Ich nahm inzwischen ASS, da ich vermehrt unter Sehstörungen litt. Von Anfang an (Jahr 2000) begleitete mich eine bleierne Müdigkeit, die mir meinen Alltag deutlich erschwerte. Nachtschweiß, Knochenschmerzen und Juckreiz treten phasenweise auf.

Einstieg mit Interferon

Im Jahr 2016 beschlossen mein Hämatologe und ich einen medikamentösen Einstieg. Eine erneute Knochenmarkpunktion hatte eine deutliche Zunahme der Verfaserung des Knochenmarks und der Osteosklerose (MF3) ergeben. Seither spritze ich wöchentlich Interferon.
Auf mein Allgemeinbefinden hatte es leider kaum Einfluss, aber die weitere Verfaserung des Knochenmarks wurde gestoppt (KMP 2018), die Blutwerte sanken und ich vertrage das Interferon gut.
Unter Interferon habe ich sehr gute Blutwerte, LDH ist nach und nach gesunken, die Milz hat sich ein kleines bisschen verkleinert.
Trotzdem ereilte mich 2019 eine TIA. Seither nehme ich wieder täglich ASS 100 und achte noch mehr auf die Signale meines Körpers.

Wie geht’s mir damit?

Ich habe das Glück, einen sehr moderaten Krankheitsverlauf zu haben. Trotz allem hat mich die andauernde Müdigkeit, Erschöpfung und dadurch geringere Leistungsfähigkeit nach 17 Jahren Krankheit so zermürbt, dass ich inzwischen mit einer Teilerwerbsminderungsrente nur noch Teilzeit arbeite. Das gibt mir Lebensqualität zurück. Meine allgemeine Leistungsfähigkeit ist allerdings eingeschränkt – in der Freizeit brauche ich viele Regenerationsphasen.
Ich habe gelernt, bewusster zu leben – vieles, was andere als selbstverständlich hinnehmen, sehe ich inzwischen anders.
Meine PMF ist weiterhin ganz stabil. Leider kam eine neue onkologische Erkrankung dazu.

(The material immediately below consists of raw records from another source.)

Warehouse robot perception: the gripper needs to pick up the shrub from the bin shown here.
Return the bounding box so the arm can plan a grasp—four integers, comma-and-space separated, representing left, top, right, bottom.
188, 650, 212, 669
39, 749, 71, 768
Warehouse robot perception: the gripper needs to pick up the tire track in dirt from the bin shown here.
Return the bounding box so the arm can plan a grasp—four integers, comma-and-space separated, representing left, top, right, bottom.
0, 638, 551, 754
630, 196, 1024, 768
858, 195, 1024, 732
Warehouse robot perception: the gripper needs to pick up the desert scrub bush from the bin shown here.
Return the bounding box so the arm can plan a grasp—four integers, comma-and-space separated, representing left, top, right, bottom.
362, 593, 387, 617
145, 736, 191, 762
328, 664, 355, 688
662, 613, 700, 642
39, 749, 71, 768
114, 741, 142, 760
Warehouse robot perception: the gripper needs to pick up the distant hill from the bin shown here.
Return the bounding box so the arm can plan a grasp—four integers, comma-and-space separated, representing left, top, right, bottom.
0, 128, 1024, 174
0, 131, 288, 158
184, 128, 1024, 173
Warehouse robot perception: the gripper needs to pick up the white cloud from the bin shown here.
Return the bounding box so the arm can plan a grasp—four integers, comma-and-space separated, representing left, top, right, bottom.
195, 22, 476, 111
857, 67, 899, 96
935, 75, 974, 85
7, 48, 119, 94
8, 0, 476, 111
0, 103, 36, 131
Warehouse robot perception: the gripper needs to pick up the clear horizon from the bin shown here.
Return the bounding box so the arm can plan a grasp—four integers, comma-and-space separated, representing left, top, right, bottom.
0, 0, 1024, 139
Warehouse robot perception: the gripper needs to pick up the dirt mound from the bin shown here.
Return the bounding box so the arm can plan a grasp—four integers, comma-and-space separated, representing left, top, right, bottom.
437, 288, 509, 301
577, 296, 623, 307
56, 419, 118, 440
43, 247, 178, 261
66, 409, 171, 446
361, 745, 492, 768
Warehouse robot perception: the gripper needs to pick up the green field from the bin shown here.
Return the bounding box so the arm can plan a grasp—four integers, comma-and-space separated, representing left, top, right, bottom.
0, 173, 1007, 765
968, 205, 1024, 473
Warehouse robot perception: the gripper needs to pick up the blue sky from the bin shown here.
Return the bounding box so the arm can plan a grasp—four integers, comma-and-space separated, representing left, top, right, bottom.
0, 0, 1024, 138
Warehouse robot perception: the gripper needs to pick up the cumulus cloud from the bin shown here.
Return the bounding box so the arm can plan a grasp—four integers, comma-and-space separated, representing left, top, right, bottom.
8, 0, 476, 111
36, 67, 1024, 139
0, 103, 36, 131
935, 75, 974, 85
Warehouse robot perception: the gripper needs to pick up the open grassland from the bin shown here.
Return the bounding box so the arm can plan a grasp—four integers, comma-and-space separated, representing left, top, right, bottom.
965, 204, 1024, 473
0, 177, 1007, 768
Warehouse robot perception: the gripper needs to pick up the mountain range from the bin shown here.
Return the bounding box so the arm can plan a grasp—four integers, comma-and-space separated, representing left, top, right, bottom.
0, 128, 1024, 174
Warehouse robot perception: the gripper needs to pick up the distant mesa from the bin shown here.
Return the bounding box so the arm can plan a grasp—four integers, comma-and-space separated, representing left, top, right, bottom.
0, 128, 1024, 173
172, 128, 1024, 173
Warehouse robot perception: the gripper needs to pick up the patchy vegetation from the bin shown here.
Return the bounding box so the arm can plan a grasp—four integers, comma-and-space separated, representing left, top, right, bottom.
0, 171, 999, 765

Wertvoller Austausch im Netzwerk

Natürlich mache ich mir Gedanken, wie es weitergeht. Eine SZT wird ziemlich wahrscheinlich auch irgendwann auf mich zukommen. Positive Erfahrungsberichte von NetzwerkerInnen, die eine Transplantation hinter sich haben, geben mir da Mut. Als große Unterstützung erlebe ich den Austausch im Netzwerk. Die vielen fachlichen Infos helfen mir bei meinen Therapieentscheidungen.
Auch die jährlichen Treffen sind immer sehr intensiv und bereichernd. Hier stoße ich auf Menschen, die in der gleichen Situation stecken und meine Gedanken, Gefühle und Befindlichkeiten aus dem eigenen Erleben verstehen.